* Reckhard, Tobias wrote on Tue, Apr 23, 2002 at 13:56 +0200:
AFAIK "antispoofing" means to drop packets with source addresses which come from the wrong interface.
filtering of outbound and inbound packets respectively. When considered alone, it makes sense to check both source and destination addresses. The source addresses are of higher importance, though.
This makes a difference only, if the received packets may be handled different depending on the destination. I don't think that common home setups (who work with dynamic IP) have such differences. Destination RC1918 will be dropped from *ppp* in any case, and if a port is closed or open does not depends on the actual source. Either you may connect i.e tcp:80, or not, no matter what the local IP currently is.
If you wish to use the IP address of local machines (including and sometimes restricted to the gateway) as qualifiers in your packet filtering rules, you need to update those along with the IP address.
Yes, of course, but this is exactly the point, where I don't see advantages.
And let me repeat, if you don't trust your ISP, you don't know if you get the correct IP assigned, but if you do, you know that the ISP router will route the correct packets (destination based).
Have you never seen a confused or misconfigured router?
Yes, but malformed requests are not working anyway, except if they are "pretty malformed" when:
What happens when someone breaks into the ISP and changes the configuration of their equipment?
Then you don't trust your ISP. But in this case, the intruder may assign any IP it want's to your dyn IP interface. She may make the ppp assign an RFC1918 address or whatever. I think, this would confuse really a lot of things and may even lead to some failures, since a dynamic IP filter may drop packets (if the rules are not dedicated for the external interface, for instance).
Break into an ISP router and configure it to establish GRE tunnels and you've got some very hefty potential problems.
Well, but you should filter unneeded IP protocols (as well as TCP ports) at all, no matter if their IP is correct. And this attacker may spoof the correct address always; in many cases using the correct IP would be much more easy than the wrong one. So the intruder does not get advantages (no one I'm aware of I mean).

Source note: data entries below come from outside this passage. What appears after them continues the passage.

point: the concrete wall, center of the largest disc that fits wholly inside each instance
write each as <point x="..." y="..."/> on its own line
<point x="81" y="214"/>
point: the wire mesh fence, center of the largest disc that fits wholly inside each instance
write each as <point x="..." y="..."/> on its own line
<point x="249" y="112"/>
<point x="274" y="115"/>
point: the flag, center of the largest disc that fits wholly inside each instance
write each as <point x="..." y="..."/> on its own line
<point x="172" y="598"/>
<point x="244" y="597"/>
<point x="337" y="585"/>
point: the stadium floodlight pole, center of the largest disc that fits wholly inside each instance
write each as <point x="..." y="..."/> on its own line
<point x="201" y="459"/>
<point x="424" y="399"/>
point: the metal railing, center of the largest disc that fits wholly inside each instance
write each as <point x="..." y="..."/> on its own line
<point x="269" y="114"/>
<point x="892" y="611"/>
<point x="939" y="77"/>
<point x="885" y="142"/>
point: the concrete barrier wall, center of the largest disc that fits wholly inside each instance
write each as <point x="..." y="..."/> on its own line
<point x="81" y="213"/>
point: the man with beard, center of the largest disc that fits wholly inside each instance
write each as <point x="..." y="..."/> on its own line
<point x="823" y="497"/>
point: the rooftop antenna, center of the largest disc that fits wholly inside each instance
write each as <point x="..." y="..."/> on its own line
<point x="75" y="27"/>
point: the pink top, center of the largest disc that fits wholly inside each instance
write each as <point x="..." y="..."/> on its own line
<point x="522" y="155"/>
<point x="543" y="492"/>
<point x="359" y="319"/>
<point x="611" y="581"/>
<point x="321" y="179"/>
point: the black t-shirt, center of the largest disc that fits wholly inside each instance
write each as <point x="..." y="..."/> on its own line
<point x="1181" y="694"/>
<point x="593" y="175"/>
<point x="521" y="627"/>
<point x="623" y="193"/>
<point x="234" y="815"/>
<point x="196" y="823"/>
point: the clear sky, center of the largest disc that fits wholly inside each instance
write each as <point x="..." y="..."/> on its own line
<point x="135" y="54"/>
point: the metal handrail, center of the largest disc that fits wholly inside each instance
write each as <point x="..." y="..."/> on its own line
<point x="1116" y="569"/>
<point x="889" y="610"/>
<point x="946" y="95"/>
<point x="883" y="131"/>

It's not about trusting or not trusting the ISP. The problem is that you have practically no influence on their security.
Well, and so an intruder can assign your PPP stack the needed IP anyway. So why not block any destination IP with non-public services?!
That's possible and swinging the balance between security and ease of use towards the latter by some measure I don't wish to discuss. If you can't or are unwilling to do without the IP address information, you need to update the packet filter configuration whenever that changes.
I think, in this case, you shouldn't think about addressing, but on packets coming from interface *ppp* or similar. And based on such properties a filter decision should be made, and not by dynamic rewriting, which has disadvantages as short outages.
As long as everything is properly configured, yes. But security has a concept called 'defense in depth'. If you follow that concept, you will have redundant, overlapping mechanisms. All but one are unnecessary as long as that one left doesn't fail. But what if it does?
No, don't take me wrong. Of course you're right. But in this particular case, I don't see an attack szenario which would become impossible by such a setup. Another important point is KISS: keep it simple, stupid. If you have a firwall rule that blocks anythink on *ppp* except a short list of allowed things, it's much more easy to overview/supervise, check and verify the setup. It's much more straightforward. It's based on the natural feeling of the problem (filtering packets on an external interface), which is more intuitive than filtering packets with uncommon, compliciated IP addresses never seen in any setup script.
This, of course, leads to compromise. Those with the need for high security use many layers of defence, those with assets of lower value (or those that don't care or know better) employ fewer layers. In the end it's always a question of cost.
You assume that "my" setup is more insecure but more cheap. I think this way is not more insecure, but more easy to administrate - and by this more secure - AND more cheap :) oki, Steffen -- Dieses Schreiben wurde maschinell erstellt, es trägt daher weder Unterschrift noch Siegel.